I kept wandering in the pursuit of happiness that never had any definitey.
I was surrounded by the maddening chatter of desires that robbed me of my serenity.
I kept looking for flaws in others to prove my superiority.
I was an obnoxious, boisterous trumpet busy in singing laurels in self-praise, deprived of humility.
I invested myself to the extent of immersion in the worldly ties that costed me my sobriety.
I propelled higher in the skies of baseless egos and crude pride that I lost connection with the reality.
I was absorbed by the frivolous vanity of material charms that left me with insanity.
I let my greed take over my senses and I became nefarious and lost even my humanity leave aside divinity.
I was flowing with the directionless wind until I encountered – Failure, Old Age, Illness & Death – Teachers who teach everyone without disparity.
I soon yet quite lately realised that I was so far indulged in a mirage hunt that never existed even remotely.
I now stood as a silent spectator, witnessing the changing masks, perhaps the real faces – shedding down inhibitions and civility.
I was baffled at first, agitated, and finally struck by melancholy to see everything moving away from my proximity.

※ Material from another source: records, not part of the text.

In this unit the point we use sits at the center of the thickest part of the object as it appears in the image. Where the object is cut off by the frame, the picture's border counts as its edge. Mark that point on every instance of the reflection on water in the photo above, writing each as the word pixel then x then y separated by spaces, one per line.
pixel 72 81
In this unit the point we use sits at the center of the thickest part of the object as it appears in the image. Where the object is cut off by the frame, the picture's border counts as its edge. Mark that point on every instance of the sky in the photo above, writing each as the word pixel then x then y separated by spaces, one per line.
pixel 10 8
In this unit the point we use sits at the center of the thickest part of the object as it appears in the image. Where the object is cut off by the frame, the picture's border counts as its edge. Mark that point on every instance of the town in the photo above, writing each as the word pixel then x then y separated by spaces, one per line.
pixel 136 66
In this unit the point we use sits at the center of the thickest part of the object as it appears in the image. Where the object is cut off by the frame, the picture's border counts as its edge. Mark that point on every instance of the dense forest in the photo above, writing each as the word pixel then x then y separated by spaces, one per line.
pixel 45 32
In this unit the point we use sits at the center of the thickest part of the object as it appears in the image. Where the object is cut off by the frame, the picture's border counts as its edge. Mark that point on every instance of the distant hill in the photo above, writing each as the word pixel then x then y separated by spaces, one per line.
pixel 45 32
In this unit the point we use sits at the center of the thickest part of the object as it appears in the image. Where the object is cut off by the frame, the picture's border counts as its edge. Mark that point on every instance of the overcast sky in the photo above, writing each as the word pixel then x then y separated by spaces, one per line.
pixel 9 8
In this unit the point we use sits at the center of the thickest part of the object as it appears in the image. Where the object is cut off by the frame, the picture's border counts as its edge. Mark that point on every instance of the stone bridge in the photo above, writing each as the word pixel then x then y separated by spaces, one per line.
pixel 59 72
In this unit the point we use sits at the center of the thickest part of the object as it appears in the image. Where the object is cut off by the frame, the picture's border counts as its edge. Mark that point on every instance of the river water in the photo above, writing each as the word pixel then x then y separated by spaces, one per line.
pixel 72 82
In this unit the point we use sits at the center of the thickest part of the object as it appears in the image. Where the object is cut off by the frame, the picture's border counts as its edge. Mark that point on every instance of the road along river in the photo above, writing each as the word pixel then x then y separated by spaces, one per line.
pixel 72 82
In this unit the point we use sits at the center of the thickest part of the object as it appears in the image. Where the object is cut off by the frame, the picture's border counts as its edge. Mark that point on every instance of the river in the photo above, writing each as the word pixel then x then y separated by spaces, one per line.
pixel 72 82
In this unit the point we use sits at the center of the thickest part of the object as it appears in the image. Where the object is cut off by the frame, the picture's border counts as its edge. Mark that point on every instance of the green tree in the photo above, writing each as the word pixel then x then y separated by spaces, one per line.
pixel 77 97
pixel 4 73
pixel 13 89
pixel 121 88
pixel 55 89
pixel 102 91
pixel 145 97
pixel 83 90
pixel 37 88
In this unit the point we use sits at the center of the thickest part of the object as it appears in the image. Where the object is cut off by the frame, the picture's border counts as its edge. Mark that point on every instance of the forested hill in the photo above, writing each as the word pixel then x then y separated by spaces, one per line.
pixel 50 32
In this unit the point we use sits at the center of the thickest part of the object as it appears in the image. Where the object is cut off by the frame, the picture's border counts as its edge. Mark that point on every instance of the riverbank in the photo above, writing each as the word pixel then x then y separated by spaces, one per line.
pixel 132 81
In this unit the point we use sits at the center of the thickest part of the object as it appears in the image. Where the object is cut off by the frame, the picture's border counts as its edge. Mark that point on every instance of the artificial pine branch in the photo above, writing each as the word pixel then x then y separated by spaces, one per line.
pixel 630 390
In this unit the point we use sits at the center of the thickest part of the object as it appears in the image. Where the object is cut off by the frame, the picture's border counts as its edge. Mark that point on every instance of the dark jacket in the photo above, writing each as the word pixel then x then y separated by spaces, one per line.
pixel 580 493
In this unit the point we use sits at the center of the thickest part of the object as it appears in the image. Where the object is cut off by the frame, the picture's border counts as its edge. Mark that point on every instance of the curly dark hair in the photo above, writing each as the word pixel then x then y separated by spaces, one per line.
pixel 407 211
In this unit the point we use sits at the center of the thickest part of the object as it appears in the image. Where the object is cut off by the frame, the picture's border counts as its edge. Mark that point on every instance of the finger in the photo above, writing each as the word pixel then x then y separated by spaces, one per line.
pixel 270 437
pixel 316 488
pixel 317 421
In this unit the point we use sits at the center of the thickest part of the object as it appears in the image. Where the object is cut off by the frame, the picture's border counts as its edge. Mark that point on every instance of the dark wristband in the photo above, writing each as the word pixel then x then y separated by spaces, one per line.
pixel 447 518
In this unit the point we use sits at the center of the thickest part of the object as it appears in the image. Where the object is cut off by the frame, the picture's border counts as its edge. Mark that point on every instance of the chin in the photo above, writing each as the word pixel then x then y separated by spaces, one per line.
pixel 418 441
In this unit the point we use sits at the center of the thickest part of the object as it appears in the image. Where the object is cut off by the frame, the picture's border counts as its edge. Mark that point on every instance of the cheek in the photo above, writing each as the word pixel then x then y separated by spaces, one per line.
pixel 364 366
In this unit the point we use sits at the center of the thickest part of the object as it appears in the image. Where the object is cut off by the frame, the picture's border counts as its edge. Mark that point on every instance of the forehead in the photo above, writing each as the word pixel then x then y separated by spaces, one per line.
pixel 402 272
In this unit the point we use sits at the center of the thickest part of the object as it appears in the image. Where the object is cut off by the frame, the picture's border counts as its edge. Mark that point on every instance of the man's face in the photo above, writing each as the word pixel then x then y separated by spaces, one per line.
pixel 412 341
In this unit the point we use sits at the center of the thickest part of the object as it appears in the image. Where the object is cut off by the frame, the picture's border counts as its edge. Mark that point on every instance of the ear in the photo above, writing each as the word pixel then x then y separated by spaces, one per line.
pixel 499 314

I crumbled down like a brittle wall and wailed hard that echoed within, digging up and unearthing the dormant soul resting under the debris of mistaken identity.
I was now bound to listen to the resonating call of my true companion that completely shook me first with remorse only to bring stability.
I realised the riches I amassed throughout never comforted me, contrary to that delight dwelled in a charity that has never been my priority.
I always had a safe distance from compassion while arrogance choreographed my relations that weathered away in the face of a calamity.
I, now a solitary reaper of venomous fruits of bitter seeds of my deeds quizzed my companion to suggest a way if any that leads to liberty.
I overheard as my companion whispered to my heart “seek forgiveness and salvation from the ever compassionate Almighty”.
I was again left in the lurch ” how shall I go about seeking the ultimate one and escape from the world and its duplicity.
I was startled when a voice echoed from within “shall I call you ignorant or address as innocent? Still searching out, paying no heed to the one residing in you since eternity”.
I stood sans commotion, letting the silence speak eloquently to and within me, taking the charge of my senses for the first time in a while now and soaking in the tranquillity.
I felt the warmth of my tears drenching my barren heart as his words are aiding cultivation of compassion & righteousness that would yield the crop of wisdom, the profit of salvation, making soul opulent, and lofty.
I latched onto the light of truth, dispelled the fog of ignorance that enveloped my being, the cluster that insidiously gripped me is losing its ground, a life that seemed enigmatic is now deriving it’s meaning while rediscovering its beauty!!!